WHO: Global health community urges climate action for COVID recovery |

Drawing on a growing body of research confirming the numerous and inseparable links between climate and health, the World Health Organization (WHO) COP26 Special Report on Climate Change and Health says transformational action across all sectors, from energy, transportation and nature to food systems and finance, is needed to protect people.

The COVID-19[female[feminine The pandemic has shed light on the intimate and delicate bonds between humans, animals and our environment”Said WHO chief Tedros Adhanom Ghebreyesus. “The same unsustainable choices that are killing our planet are killing people.”

An urgent call

The WHO report was launched at the same time as a open letter, signed by more than two-thirds of the global health workforce – 300 organizations representing at least 45 million physicians and health professionals worldwide – calling on national leaders and country delegations to COP26 to step up climate action .

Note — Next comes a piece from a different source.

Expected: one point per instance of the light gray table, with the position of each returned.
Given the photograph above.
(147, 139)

“Everywhere we provide care, in our hospitals, clinics and communities around the world, we are already responding to the health damage caused by climate change“, We read in the letter of health professionals.

“We call on the leaders of each country and their representatives at COP26 to avoid the impending health catastrophe by limiting global warming to 1.5 ° C, and to place human health and equity at the heart of all actions of mitigation and adaptation to climate change “.

Fossil fuels are “killing us”

The report and open letter come as unprecedented extreme weather events and other climate impacts take a growing toll on everyone.

According to the WHO, heatwaves, storms and floods have claimed thousands of lives and disrupted millions more while threatening healthcare systems and facilities when they are needed most.

Weather and climate change threatens food security and increases food, water and vector borne diseases, such as malaria, while climate impacts also negatively affect mental health.

“Burning fossil fuels is killing us. Climate change is the greatest health threat facing humanity, ”says the WHO report. And while no one is immune to the health impacts of climate change, “they are felt disproportionately by the most vulnerable and disadvantaged.”

10 priorities to save the world

  1. Commit to a healthy, green and fair recovery from COVID-19.

  2. Make COP26 the “Health COP”, by placing health and social justice at the heart of the discussions.

  3. Prioritize climate interventions with the greatest health, social and economic gains.

  4. Build resilient health systems to climate change and support adaptation to health in all sectors.

  5. Transition to renewable energies, to save lives from air pollution.

  6. Promote sustainable and healthy urban design and transport systems.

  7. Protect and restore nature and ecosystems.

  8. Promote food supply chains and sustainable diets for climate and health.

  9. Transition to a welfare economy.

  10. Mobilize and support the health community on climate action.

Climate actions far outweigh the costs

Meanwhile, air pollution, mostly from the burning of fossil fuels, which is also causing climate change, is causing 13 deaths per minute globally, according to the WHO.

The report makes it clear that the public health benefits of implementing ambitious climate actions far outweigh the costs.

“It has never been clearer that the climate crisis is one of the most pressing health emergencies we all face,” said Maria Neira, director of environment, climate change and health at the ‘WHO.

“Reducing air pollution… would reduce the total number of deaths from air pollution worldwide by 80% while dramatically reducing greenhouse gas emissions that fuel climate change”, a- she stressed.

Dr Neira added that a shift to more nutritious, plant-based diets “could significantly reduce global emissions, ensure more resilient food systems and prevent up to 5.1 million food-related deaths per year by 2050 ”.

Call to action

Although reaching the Paris Agreement on climate change would improve air quality, diet and physical activity – saving millions of lives a year – most climate decision-making processes currently ignore these co-benefits for health and their economic evaluation.

Tedros underscored WHO’s call to all countries to “commit to taking decisive action at COP26 to limit global warming to 1.5 ° C – not just because it’s the right thing to do.” do, but because it is in our own interests ”, and highlighted 10 priorities in the report to protect“ the health of the people and the planet that sustains us ”.

© UNICEF / Habibul Haque

Air pollution in Dhaka, Bangladesh is causing a series of health problems for the city’s residents.